Sodium tanshinone IIA sulfonate attenuates the transforming growth factor-β1-induced differentiation of atrial fibroblasts into myofibroblasts in vitro.

作者信息

Yang Le, Hu Jin, Hao Hong-Zhen, Yin Zhao, Liu Gang, Zou Xiao-Jing

机构信息

Department of Emergency Medicine, Tongji Hospital, Tongji Medical College, Huazhong University of Science and Technology, Wuhan, Hubei 430030, P.R. China.

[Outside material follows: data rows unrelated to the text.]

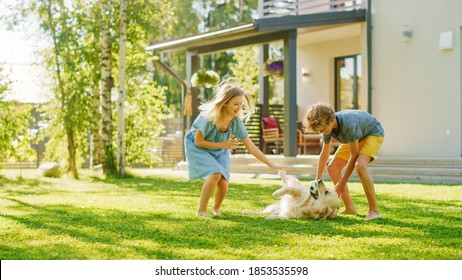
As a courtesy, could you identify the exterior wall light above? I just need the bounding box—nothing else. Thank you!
[403,25,412,43]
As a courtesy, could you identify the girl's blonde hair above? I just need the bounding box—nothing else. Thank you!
[303,102,335,133]
[199,78,255,123]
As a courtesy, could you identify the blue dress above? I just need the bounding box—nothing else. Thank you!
[184,115,249,182]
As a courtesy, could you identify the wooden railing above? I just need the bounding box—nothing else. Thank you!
[258,0,366,18]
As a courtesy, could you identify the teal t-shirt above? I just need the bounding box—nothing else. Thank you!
[322,110,385,144]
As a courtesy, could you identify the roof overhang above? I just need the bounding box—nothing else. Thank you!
[146,9,366,54]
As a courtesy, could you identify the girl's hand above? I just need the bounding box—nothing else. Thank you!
[270,163,289,170]
[334,182,346,198]
[223,138,239,149]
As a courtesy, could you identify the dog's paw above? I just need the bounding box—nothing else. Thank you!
[310,181,319,199]
[273,189,283,198]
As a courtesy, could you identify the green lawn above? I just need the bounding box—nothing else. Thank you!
[0,167,462,260]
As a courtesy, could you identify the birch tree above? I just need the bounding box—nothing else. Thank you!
[117,0,128,175]
[100,0,117,175]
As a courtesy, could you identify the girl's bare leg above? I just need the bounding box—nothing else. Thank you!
[212,176,228,215]
[196,173,221,217]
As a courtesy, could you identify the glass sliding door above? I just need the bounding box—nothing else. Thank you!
[335,55,361,111]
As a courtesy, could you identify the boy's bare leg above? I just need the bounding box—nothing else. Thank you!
[356,154,382,220]
[196,173,221,217]
[212,176,228,215]
[327,158,358,215]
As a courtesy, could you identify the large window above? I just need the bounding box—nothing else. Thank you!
[335,55,361,111]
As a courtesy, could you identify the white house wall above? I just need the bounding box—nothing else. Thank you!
[372,0,462,158]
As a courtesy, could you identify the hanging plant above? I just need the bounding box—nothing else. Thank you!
[263,59,284,79]
[191,69,220,88]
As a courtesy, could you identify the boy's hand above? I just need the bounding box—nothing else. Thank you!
[270,163,289,170]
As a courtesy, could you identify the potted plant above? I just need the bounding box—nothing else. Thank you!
[191,69,220,88]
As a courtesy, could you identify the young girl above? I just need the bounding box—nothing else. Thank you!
[184,80,287,216]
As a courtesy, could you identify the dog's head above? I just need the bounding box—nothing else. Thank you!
[309,179,340,219]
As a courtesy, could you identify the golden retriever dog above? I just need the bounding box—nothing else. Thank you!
[242,171,340,220]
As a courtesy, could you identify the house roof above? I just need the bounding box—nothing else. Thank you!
[146,9,366,53]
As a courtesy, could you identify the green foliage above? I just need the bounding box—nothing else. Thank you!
[125,77,168,166]
[0,170,462,260]
[0,64,34,162]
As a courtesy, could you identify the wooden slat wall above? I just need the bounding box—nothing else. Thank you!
[232,104,284,154]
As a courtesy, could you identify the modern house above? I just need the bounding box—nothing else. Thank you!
[147,0,462,183]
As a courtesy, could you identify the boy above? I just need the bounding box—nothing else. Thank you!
[303,103,384,220]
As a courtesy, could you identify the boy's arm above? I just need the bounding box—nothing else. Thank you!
[316,141,332,180]
[335,140,359,197]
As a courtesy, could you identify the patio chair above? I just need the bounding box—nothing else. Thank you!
[261,117,284,154]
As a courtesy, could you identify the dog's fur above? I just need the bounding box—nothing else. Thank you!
[243,171,340,219]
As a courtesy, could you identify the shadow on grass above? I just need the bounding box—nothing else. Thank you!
[0,177,462,260]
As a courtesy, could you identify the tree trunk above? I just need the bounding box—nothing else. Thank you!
[117,0,128,175]
[66,128,79,179]
[47,1,79,179]
[90,89,103,169]
[101,1,117,175]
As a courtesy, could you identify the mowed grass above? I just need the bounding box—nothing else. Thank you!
[0,167,462,260]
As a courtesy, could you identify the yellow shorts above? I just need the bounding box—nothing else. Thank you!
[334,136,383,161]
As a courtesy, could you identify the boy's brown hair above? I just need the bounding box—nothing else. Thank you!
[303,102,335,133]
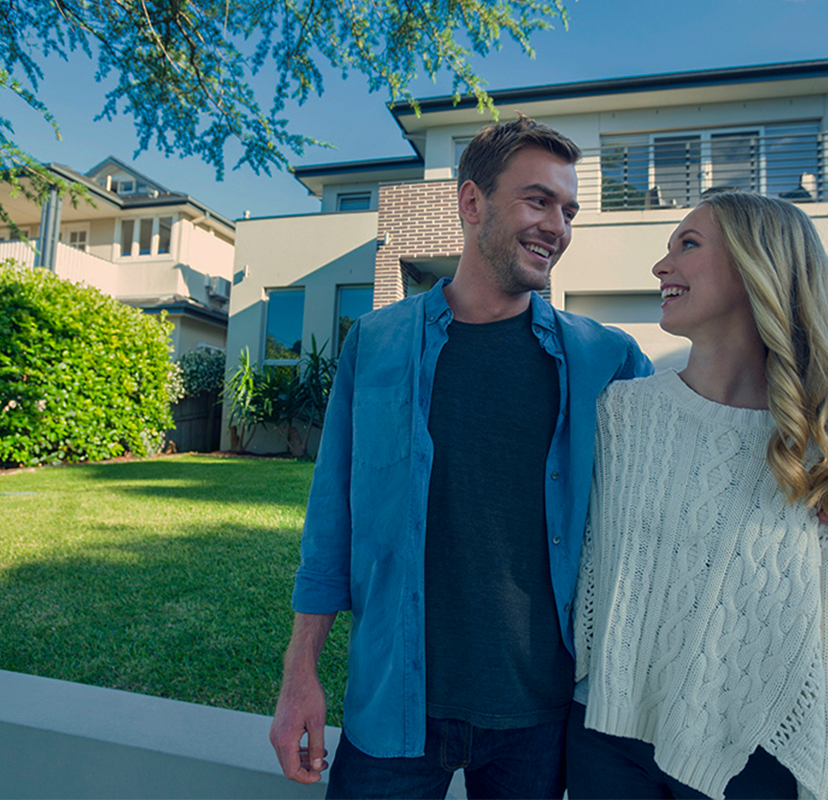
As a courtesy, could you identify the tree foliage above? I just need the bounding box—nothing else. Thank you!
[0,262,172,466]
[0,0,566,193]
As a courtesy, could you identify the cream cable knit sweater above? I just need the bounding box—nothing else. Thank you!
[575,372,828,800]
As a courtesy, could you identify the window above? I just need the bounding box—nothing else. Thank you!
[158,217,172,254]
[60,228,88,253]
[336,192,371,211]
[120,217,173,258]
[121,219,135,256]
[0,227,31,242]
[265,289,305,361]
[601,121,820,211]
[138,219,155,256]
[336,286,374,355]
[451,136,472,175]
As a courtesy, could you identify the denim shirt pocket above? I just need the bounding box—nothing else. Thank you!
[353,385,411,469]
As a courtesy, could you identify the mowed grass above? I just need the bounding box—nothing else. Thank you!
[0,455,347,725]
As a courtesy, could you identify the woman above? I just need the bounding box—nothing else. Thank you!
[568,192,828,800]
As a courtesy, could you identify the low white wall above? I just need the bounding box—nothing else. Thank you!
[0,671,339,800]
[0,670,466,800]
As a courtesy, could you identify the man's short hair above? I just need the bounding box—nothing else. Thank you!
[457,113,581,197]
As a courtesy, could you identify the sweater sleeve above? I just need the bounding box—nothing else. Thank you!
[575,510,595,682]
[797,525,828,800]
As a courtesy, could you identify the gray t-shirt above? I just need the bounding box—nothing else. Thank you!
[425,310,573,729]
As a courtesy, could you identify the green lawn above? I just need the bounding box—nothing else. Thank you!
[0,455,347,725]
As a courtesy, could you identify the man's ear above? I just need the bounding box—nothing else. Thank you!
[457,181,486,225]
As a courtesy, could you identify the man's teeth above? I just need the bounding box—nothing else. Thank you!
[524,244,552,258]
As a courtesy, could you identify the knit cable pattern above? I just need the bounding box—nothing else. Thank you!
[575,372,828,800]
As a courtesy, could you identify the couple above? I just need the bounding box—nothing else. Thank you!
[271,117,828,800]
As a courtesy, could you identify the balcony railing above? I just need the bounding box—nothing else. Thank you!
[578,131,828,211]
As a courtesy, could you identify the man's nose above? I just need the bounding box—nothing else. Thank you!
[541,205,566,239]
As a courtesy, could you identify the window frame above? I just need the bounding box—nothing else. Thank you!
[261,286,307,367]
[115,214,178,261]
[336,189,374,214]
[58,224,89,253]
[600,119,822,211]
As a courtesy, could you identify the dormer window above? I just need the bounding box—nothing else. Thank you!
[119,217,174,258]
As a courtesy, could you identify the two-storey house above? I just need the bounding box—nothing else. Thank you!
[227,60,828,450]
[0,157,235,358]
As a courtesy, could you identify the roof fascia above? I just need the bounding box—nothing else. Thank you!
[389,59,828,127]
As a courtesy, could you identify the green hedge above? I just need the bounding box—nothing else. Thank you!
[0,262,172,466]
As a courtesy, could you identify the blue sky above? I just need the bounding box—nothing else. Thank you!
[3,0,828,219]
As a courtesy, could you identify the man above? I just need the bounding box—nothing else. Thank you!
[271,117,651,798]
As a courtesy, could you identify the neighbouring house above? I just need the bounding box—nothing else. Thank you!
[223,60,828,452]
[0,156,235,358]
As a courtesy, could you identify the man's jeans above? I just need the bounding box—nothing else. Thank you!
[327,717,566,800]
[566,702,797,800]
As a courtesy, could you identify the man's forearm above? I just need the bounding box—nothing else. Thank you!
[284,612,336,678]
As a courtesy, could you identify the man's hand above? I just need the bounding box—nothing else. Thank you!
[270,614,336,783]
[270,675,328,783]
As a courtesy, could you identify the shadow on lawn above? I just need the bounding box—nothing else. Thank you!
[80,456,313,508]
[0,524,352,714]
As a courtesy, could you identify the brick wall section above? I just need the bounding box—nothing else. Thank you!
[374,181,463,308]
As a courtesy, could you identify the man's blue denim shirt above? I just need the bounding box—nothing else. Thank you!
[293,280,652,757]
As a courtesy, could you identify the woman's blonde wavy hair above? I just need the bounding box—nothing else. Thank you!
[700,192,828,510]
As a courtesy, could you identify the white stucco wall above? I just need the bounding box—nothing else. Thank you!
[222,211,377,452]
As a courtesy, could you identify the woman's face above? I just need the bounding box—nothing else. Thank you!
[653,205,755,343]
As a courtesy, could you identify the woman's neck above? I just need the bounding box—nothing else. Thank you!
[679,334,768,409]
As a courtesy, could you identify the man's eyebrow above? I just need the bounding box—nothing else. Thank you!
[523,183,581,211]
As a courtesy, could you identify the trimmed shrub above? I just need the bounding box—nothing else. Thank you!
[175,350,224,397]
[0,262,172,466]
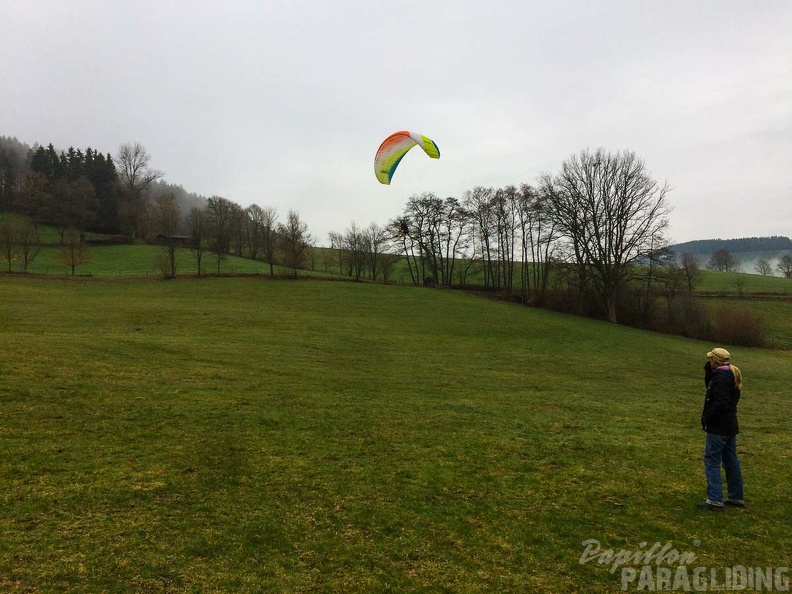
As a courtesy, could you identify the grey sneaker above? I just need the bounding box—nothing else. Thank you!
[698,499,723,511]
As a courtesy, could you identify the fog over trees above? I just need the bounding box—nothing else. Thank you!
[0,137,792,322]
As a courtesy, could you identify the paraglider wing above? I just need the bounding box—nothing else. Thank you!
[374,130,440,184]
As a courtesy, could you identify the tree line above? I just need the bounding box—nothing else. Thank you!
[0,139,788,325]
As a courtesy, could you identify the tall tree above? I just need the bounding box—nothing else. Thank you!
[207,196,237,274]
[278,210,313,276]
[187,206,209,276]
[707,248,740,272]
[117,142,162,236]
[682,252,701,293]
[152,194,182,278]
[541,148,670,323]
[776,254,792,278]
[60,227,91,276]
[260,206,278,276]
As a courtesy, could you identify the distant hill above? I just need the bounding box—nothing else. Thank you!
[669,235,792,274]
[670,235,792,256]
[669,235,792,257]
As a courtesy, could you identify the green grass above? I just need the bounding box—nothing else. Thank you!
[0,275,792,592]
[704,296,792,349]
[695,270,792,295]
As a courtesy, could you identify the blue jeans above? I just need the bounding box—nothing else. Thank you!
[704,433,743,503]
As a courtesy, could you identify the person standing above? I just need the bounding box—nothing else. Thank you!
[698,348,745,511]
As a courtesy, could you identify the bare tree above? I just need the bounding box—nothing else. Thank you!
[207,196,238,274]
[707,248,740,272]
[187,206,209,276]
[153,193,182,278]
[245,204,265,260]
[278,210,313,277]
[363,223,389,280]
[0,219,19,272]
[682,253,701,293]
[60,227,91,276]
[116,142,162,236]
[542,148,670,322]
[260,206,278,276]
[341,221,368,280]
[776,254,792,278]
[17,217,41,272]
[754,258,773,276]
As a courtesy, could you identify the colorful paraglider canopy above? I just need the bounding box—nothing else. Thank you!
[374,130,440,184]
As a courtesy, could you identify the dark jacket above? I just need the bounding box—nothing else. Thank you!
[701,361,740,436]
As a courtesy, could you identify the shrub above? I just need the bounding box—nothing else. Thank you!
[712,308,766,347]
[667,295,710,340]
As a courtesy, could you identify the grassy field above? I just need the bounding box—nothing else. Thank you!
[0,275,792,592]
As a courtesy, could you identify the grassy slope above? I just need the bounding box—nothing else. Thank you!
[0,277,792,592]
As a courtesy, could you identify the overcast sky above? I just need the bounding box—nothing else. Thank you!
[0,0,792,244]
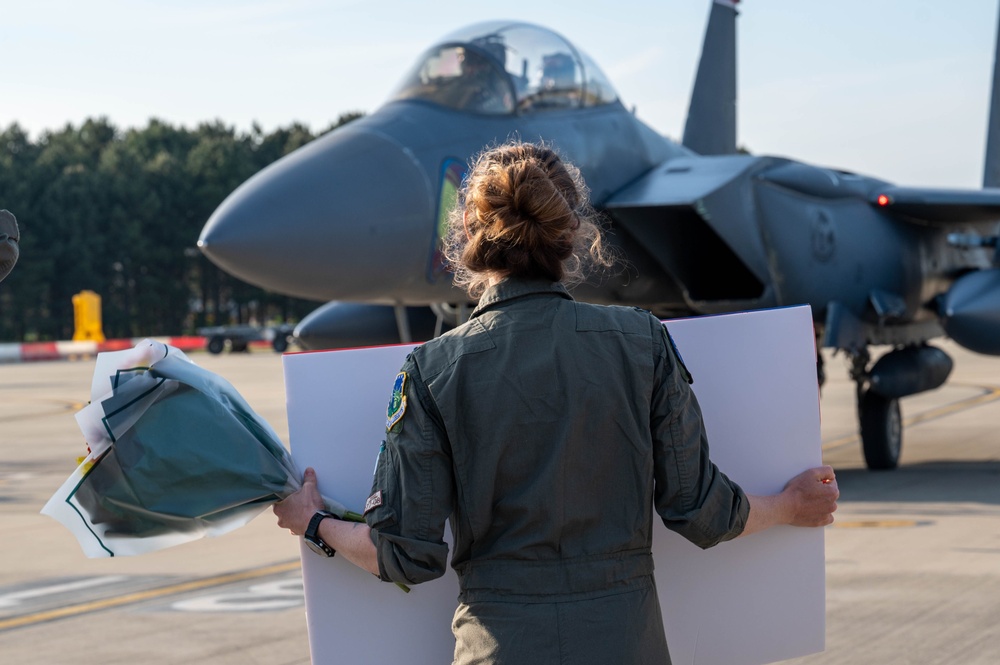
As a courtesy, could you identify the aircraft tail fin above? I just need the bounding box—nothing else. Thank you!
[983,5,1000,187]
[682,0,739,155]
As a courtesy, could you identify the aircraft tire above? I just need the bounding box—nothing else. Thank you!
[208,336,226,354]
[858,390,903,471]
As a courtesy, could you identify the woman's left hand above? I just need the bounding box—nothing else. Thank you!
[272,467,323,536]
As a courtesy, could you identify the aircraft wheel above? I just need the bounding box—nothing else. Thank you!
[208,337,226,353]
[858,390,903,470]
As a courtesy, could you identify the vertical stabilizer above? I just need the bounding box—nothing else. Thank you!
[983,3,1000,187]
[683,0,739,155]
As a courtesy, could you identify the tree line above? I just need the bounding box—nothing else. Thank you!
[0,113,360,342]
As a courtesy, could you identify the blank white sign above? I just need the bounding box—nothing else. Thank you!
[284,307,825,665]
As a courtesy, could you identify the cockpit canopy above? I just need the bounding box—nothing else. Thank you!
[391,21,618,114]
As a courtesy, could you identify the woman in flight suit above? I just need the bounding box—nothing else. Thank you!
[274,143,839,665]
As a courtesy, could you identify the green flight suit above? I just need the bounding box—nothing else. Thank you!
[365,279,749,665]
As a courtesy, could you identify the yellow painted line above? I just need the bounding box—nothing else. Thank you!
[822,384,1000,452]
[833,520,917,529]
[0,561,300,631]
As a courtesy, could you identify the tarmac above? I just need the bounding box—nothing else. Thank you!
[0,343,1000,665]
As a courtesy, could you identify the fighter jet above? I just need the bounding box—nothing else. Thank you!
[199,0,1000,469]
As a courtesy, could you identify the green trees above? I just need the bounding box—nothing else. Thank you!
[0,114,359,342]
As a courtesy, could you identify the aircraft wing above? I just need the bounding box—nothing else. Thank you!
[869,186,1000,225]
[601,155,752,210]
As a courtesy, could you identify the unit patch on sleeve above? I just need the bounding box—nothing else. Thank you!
[364,490,382,515]
[385,372,406,432]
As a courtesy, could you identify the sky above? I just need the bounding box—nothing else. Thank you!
[0,0,998,188]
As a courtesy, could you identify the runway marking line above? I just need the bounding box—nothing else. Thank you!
[821,383,1000,452]
[0,560,301,631]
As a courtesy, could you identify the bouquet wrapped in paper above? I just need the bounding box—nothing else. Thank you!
[42,340,364,557]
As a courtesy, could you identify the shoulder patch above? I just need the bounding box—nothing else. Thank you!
[364,490,382,515]
[385,372,406,432]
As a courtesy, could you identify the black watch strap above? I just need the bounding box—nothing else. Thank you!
[304,510,339,557]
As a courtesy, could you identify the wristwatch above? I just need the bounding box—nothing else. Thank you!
[303,510,339,556]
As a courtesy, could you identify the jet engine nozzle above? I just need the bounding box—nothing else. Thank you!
[198,126,436,301]
[939,268,1000,356]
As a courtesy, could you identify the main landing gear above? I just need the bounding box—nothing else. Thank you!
[850,344,954,470]
[851,349,903,470]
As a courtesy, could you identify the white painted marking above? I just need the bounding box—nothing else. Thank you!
[0,575,126,608]
[170,577,305,612]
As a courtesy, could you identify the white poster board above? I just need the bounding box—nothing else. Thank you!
[284,307,825,665]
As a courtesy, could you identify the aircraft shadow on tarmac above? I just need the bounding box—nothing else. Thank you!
[837,461,1000,505]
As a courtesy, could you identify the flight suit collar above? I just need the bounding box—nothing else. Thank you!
[472,277,573,318]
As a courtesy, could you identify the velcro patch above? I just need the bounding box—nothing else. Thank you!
[385,372,406,432]
[364,490,382,515]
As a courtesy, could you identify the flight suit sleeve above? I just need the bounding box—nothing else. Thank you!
[650,322,750,548]
[365,354,455,584]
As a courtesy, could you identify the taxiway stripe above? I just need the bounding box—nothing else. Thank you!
[821,386,1000,452]
[0,560,300,630]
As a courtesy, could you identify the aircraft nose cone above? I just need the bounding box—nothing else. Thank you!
[198,127,435,300]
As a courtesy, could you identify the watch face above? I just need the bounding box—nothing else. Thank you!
[306,538,330,556]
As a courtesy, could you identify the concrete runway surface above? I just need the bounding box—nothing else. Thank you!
[0,343,1000,665]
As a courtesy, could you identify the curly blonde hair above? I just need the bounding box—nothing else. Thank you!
[445,141,615,298]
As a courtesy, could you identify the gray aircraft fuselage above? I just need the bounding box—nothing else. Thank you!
[199,10,1000,468]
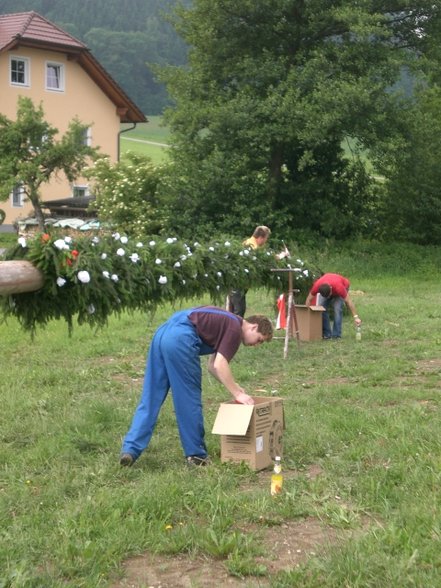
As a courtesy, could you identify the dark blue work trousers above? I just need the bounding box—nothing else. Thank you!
[122,309,237,459]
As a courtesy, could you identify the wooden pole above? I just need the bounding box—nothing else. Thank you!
[0,260,44,296]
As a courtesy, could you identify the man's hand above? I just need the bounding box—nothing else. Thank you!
[236,392,254,404]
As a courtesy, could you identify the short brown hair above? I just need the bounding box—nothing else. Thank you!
[253,225,271,239]
[245,314,274,341]
[319,284,331,298]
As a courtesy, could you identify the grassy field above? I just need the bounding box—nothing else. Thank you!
[0,243,441,588]
[121,116,170,163]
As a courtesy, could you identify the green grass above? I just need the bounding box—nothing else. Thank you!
[121,116,170,163]
[0,244,441,588]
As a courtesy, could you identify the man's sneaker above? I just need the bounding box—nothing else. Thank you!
[119,453,135,467]
[187,455,210,467]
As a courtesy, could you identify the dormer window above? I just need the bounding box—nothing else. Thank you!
[9,55,30,86]
[46,61,64,92]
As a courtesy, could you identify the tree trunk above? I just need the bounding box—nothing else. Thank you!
[0,260,44,296]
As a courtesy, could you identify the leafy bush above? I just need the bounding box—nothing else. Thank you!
[0,232,316,332]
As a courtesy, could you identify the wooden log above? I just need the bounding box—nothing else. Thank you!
[0,260,44,296]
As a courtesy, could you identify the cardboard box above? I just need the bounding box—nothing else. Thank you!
[295,304,325,341]
[212,397,285,470]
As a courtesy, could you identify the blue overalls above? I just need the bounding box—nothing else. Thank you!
[122,308,240,459]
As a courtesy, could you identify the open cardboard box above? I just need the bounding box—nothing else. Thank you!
[295,304,325,341]
[212,397,285,470]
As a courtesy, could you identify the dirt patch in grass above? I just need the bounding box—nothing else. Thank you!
[111,465,354,588]
[111,518,342,588]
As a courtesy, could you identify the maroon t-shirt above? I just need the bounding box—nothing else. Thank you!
[188,306,242,361]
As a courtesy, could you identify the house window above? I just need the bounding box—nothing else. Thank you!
[11,186,24,208]
[9,56,30,86]
[83,127,92,147]
[72,186,89,198]
[46,61,64,92]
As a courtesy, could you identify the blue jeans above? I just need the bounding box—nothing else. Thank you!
[317,294,345,339]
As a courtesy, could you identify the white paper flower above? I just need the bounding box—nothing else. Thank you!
[54,239,69,251]
[77,270,90,284]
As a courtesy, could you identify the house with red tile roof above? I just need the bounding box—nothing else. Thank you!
[0,12,147,224]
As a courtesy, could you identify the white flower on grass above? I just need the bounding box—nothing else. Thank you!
[77,270,90,284]
[54,239,69,251]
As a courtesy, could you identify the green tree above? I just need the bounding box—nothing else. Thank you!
[161,0,440,237]
[0,97,96,229]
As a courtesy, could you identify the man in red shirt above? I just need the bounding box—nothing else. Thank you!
[120,306,273,466]
[306,274,361,339]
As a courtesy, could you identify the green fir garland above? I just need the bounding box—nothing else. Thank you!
[0,232,319,333]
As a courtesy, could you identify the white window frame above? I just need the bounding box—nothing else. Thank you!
[72,184,90,198]
[83,127,92,147]
[9,55,31,88]
[44,61,65,92]
[11,185,25,208]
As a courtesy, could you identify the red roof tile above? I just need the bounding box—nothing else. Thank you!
[0,12,86,51]
[0,12,146,122]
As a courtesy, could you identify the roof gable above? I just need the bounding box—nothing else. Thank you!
[0,12,147,122]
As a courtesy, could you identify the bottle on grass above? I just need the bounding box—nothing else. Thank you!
[271,456,283,496]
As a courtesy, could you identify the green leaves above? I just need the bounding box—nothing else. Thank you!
[0,233,317,333]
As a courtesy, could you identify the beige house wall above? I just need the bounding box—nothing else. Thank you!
[0,48,120,224]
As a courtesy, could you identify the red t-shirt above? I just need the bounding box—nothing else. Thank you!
[188,306,243,361]
[311,274,350,300]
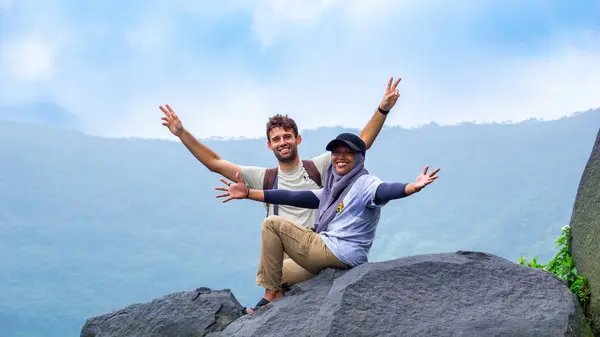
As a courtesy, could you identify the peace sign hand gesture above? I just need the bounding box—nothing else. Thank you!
[160,104,183,137]
[413,165,440,192]
[215,172,250,203]
[379,77,402,111]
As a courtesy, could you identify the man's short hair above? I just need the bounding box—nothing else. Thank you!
[267,114,298,142]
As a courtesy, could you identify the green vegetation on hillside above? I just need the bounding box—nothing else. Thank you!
[519,226,590,311]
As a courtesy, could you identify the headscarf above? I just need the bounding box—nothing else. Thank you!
[314,151,369,233]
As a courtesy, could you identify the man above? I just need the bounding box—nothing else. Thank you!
[160,77,401,228]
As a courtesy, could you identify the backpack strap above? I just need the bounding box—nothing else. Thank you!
[302,159,323,188]
[263,160,323,216]
[263,167,277,190]
[263,167,279,216]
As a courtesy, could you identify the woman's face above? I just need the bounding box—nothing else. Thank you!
[331,144,356,176]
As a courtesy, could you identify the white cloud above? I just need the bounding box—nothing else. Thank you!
[0,0,600,138]
[1,34,60,81]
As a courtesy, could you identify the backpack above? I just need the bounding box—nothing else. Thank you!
[263,160,323,215]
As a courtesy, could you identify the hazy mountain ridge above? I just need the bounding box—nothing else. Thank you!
[0,110,600,336]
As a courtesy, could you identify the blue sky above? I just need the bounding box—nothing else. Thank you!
[0,0,600,139]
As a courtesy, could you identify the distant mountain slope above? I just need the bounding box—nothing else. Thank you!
[0,102,80,130]
[0,110,600,337]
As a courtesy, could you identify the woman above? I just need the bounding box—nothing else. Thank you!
[216,133,440,313]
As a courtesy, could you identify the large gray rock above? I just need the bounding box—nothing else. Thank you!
[570,130,600,334]
[219,252,591,337]
[80,288,242,337]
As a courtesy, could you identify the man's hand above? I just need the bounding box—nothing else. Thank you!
[215,172,250,203]
[160,104,184,137]
[379,77,402,111]
[412,165,440,192]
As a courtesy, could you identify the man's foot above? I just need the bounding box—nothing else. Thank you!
[242,297,271,315]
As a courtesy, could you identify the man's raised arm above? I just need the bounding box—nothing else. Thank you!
[215,173,319,209]
[360,77,401,149]
[160,104,240,181]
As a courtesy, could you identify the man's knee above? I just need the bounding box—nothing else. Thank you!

Department of Otolaryngology, Head and Neck Surgery, Tongji Hospital, Tongji Medical College, Huazhong University of Science and Technology, Wuhan, Hubei 430030, P.R. China.

出版信息

Int J Mol Med. 2015 Apr;35(4):1026-32. doi: 10.3892/ijmm.2015.2087. Epub 2015 Feb 2.

Abstract

The differentiation of atrial fibroblasts into myofibroblasts is a critical event in atrial fibrosis. One of the most important factors in atrial fibroblast differentiation is transforming growth factor-β1 (TGF-β1). Accumulating evidence indicates that sodium tanshinone IIA sulfonate (STS) possesses antifibrotic properties. In this study, we therefore investigated whether STS attenuates the TGF-β1‑induced differentiation of atrial fibroblasts. TGF-β1 enhanced collagen production, collagen synthesis and the expression of collagen type I and III, as shown by hydroxyproline assay, collagen synthesis assay and western blot analysis, respectively. In addition, as shown by immunohistochemistry and western blot analysis, TGF-β1 enhanced the expression of α-smooth muscle actin (α-SMA), which is the hallmark of myofibroblast differentiation. These responses were attenuated by treatment with STS. In addition, STS suppressed the TGF-β1‑induced expression of phosphorylated (p)Smad/pSmad3 expression and nuclear translocation. Furthermore, STS suppressed extracellular signal-regulated kinase (ERK) phosphorylation. In conclusion, the current study demonstrates that STS exerts antifibrotic effects by modulating atrial fibroblast differentiation through ERK phosphorylation and the Smad pathway.

摘要

心房成纤维细胞向肌成纤维细胞的分化是心房纤维化中的一个关键事件。心房成纤维细胞分化的最重要因素之一是转化生长因子-β1(TGF-β1)。越来越多的证据表明丹参酮IIA磺酸钠(STS)具有抗纤维化特性。因此,在本研究中,我们调查了STS是否能减弱TGF-β1诱导的心房成纤维细胞分化。分别通过羟脯氨酸测定、胶原蛋白合成测定和蛋白质印迹分析表明,TGF-β1增强了胶原蛋白的产生、胶原蛋白合成以及I型和III型胶原蛋白的表达。此外,通过免疫组织化学和蛋白质印迹分析表明,TGF-β1增强了α-平滑肌肌动蛋白(α-SMA)的表达,α-SMA是肌成纤维细胞分化的标志。这些反应通过STS处理而减弱。此外,STS抑制了TGF-β1诱导的磷酸化(p)Smad/pSmad3表达和核转位。此外,STS抑制细胞外信号调节激酶(ERK)磷酸化。总之,当前研究表明,STS通过ERK磷酸化和Smad途径调节心房成纤维细胞分化发挥抗纤维化作用。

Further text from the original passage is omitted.